BANNER OF THE INQUISITION.
From Limborch’s “Historia Inquisitionis.”

Amongst those who joined him in the plot was a man named Juan Franco, of a family of carriers of La Guardia. This man went with Benito to Toledo on the Feast of the Assumption, intent upon finding a child for their purpose. They drove there in a cart, which they left outside the city while they went separately about their quest.

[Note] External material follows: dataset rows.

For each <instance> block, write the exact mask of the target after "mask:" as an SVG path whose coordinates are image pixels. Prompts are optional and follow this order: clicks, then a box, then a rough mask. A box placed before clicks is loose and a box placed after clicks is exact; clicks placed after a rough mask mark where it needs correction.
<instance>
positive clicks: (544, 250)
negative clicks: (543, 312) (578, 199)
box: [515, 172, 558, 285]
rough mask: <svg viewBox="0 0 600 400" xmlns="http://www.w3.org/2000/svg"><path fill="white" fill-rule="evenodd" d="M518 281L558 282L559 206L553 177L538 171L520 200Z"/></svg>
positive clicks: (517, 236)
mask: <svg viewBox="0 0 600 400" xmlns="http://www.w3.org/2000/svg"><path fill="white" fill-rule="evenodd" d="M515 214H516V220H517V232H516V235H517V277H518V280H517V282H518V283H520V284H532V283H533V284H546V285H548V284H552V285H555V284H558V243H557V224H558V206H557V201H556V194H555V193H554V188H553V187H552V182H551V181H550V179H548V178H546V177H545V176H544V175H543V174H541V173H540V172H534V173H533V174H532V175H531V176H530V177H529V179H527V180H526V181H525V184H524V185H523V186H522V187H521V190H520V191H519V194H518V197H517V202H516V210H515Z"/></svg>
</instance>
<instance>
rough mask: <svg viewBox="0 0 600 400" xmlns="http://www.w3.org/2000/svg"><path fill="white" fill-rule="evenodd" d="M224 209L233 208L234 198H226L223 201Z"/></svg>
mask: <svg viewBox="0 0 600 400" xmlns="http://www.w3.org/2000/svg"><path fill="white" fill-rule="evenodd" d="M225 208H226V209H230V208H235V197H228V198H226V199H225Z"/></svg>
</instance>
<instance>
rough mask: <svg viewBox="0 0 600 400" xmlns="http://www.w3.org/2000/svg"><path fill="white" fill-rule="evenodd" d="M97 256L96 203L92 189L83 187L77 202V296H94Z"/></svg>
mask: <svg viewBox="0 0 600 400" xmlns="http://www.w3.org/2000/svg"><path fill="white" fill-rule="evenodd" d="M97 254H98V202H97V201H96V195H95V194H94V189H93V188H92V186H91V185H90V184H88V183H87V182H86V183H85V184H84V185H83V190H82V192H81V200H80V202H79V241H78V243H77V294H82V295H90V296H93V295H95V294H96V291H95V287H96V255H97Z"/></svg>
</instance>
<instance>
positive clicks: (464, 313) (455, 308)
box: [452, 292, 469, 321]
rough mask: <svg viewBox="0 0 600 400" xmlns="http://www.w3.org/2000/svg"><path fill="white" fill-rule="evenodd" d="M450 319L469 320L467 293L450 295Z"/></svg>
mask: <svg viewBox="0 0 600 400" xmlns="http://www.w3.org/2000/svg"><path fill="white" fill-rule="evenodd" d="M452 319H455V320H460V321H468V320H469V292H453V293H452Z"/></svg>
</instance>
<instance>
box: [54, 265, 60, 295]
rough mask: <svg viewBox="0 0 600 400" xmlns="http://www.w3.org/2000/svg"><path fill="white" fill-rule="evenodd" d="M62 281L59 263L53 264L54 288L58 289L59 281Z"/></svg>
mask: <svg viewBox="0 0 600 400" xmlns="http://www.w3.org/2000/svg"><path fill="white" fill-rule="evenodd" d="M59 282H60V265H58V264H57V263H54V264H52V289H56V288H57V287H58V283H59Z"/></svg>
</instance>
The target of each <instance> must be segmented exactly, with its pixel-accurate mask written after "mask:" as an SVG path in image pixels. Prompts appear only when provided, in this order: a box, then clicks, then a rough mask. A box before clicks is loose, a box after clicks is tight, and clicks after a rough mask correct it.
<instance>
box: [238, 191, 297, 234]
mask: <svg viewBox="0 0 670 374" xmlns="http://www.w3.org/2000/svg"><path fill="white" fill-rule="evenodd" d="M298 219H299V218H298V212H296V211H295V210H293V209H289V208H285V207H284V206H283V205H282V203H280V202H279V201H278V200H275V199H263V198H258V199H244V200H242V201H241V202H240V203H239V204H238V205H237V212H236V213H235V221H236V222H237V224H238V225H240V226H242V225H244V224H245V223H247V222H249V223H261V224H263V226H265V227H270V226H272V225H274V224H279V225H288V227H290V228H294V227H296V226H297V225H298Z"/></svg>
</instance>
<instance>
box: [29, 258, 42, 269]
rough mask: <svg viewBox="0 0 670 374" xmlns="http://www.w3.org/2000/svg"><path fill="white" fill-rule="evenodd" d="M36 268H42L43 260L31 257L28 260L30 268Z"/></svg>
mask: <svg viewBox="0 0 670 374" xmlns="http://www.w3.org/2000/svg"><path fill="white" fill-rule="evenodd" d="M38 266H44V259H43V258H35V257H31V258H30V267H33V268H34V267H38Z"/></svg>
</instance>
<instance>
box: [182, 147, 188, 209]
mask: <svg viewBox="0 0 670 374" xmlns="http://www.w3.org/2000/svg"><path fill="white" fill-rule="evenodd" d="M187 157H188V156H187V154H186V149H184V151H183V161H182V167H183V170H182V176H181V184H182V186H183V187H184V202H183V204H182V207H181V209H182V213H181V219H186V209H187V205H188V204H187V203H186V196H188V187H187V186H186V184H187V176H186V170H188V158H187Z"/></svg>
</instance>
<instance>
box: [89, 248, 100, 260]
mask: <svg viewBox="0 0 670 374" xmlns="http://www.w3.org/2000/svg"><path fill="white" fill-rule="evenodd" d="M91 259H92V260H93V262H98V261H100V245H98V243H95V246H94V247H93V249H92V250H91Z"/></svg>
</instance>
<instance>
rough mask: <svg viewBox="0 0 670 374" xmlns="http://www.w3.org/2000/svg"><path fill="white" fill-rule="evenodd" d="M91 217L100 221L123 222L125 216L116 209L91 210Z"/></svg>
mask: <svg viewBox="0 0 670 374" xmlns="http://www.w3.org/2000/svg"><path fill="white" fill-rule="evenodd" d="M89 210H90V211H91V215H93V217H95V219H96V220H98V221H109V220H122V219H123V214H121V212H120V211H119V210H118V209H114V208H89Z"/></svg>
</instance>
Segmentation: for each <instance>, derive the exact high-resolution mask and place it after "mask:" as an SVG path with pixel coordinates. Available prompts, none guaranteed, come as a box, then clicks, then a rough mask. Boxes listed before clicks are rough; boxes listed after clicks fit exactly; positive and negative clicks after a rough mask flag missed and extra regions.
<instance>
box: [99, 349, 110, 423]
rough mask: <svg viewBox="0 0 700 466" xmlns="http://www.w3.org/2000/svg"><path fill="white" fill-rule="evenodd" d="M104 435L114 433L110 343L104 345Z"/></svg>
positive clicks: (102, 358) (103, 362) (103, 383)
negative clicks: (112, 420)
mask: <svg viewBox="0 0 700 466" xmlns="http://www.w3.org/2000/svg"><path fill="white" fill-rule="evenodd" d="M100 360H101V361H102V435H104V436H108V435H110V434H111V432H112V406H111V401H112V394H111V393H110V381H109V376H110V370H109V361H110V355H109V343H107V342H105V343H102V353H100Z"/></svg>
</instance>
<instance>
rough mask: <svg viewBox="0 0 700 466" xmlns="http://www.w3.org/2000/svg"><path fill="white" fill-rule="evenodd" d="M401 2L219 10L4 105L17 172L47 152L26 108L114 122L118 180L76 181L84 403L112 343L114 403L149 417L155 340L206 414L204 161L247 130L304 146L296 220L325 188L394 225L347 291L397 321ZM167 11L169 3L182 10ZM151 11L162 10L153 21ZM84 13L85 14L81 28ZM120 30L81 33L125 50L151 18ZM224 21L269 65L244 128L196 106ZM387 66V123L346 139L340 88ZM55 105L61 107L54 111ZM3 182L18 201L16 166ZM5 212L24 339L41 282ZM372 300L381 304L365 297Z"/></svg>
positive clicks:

Franco found what he sought in one of the doorways of the Cathedral, known as the Puerta del Perdon—the door, adds Moreno, through which the Virgin entered the church when she came from heaven to honour with the chasuble her votary St. Ildefonso. The Jew beheld in this doorway a very beautiful child of three or four years of age, the son of Alonso de Pasamontes. His mother was near at hand, but she was conveniently blind—i.e. conveniently for the development of Moreno’s story, this blindness serving not only the purpose of rendering the child’s undetected abduction easily possible, but also that of affording the martyred infant scope for the first miraculous manifestation of his sanctity.

Juan Franco lured the boy away with the offer of sweetmeats. He regained his cart with his victim, concealed the latter therein, and so returned to La Guardia. There he kept the child closely and safely until Passion Week of the following year, or, rather, until the season of the Passover, when the eleven Jews—six of whom had received Christian baptism—assembled in La Guardia. They took the child by night to a cave in the hills above the river, and there they compelled him to play the protagonist part in a detailed parody of the Passion, scourging him, crowning him with thorns, and finally nailing him to a cross.

On the subject of the scourging, Moreno tells us that the Jews carefully counted the number of lashes, aiming in this, as in all other details, at the greatest historical fidelity. But when the child had borne without murmuring upwards of five thousand strokes, he suddenly began to cry. One of the Jews—finding, we are to suppose, that this weeping required explanation—asked him: “Boy, why are you crying?”

To this the boy replied that he was crying because he had received five lashes more than his Divine Master.

“So that,” says this doctor of divinity quite soberly, “if the lashes received by Christ numbered 5,495, as computed by Lodulfo Cartujano in his ‘In Vita Christi,’ those received by the Holy Child Christoval were 5,500.”[162]

He mentions here the child’s name as “Christoval,” to which he informs us that it was changed from “Juan,” to the end that the former might more aptly express the manner of his death. There is no doubt that some such consideration weighed when the child was given that suggestive name; but the real reason for it was that no name was known (for the identity of the boy did not transpire), and it was necessary to supply him with one by which he might be worshipped.

When he was crucified, his side was opened by one of the Jews, who began to rummage[163] for the child’s heart. He failed to find it, and he was suddenly checked by the child’s question—“What do you seek, Jew? If you seek my heart, you are in error to seek it on that side; seek on the other, and you will find it.”

In the very moment of his death, Moreno tells us, the Santo Niño performed his first miracle. His mother, who had been blind from birth, received the gift of sight in the instant that her child expired.[164]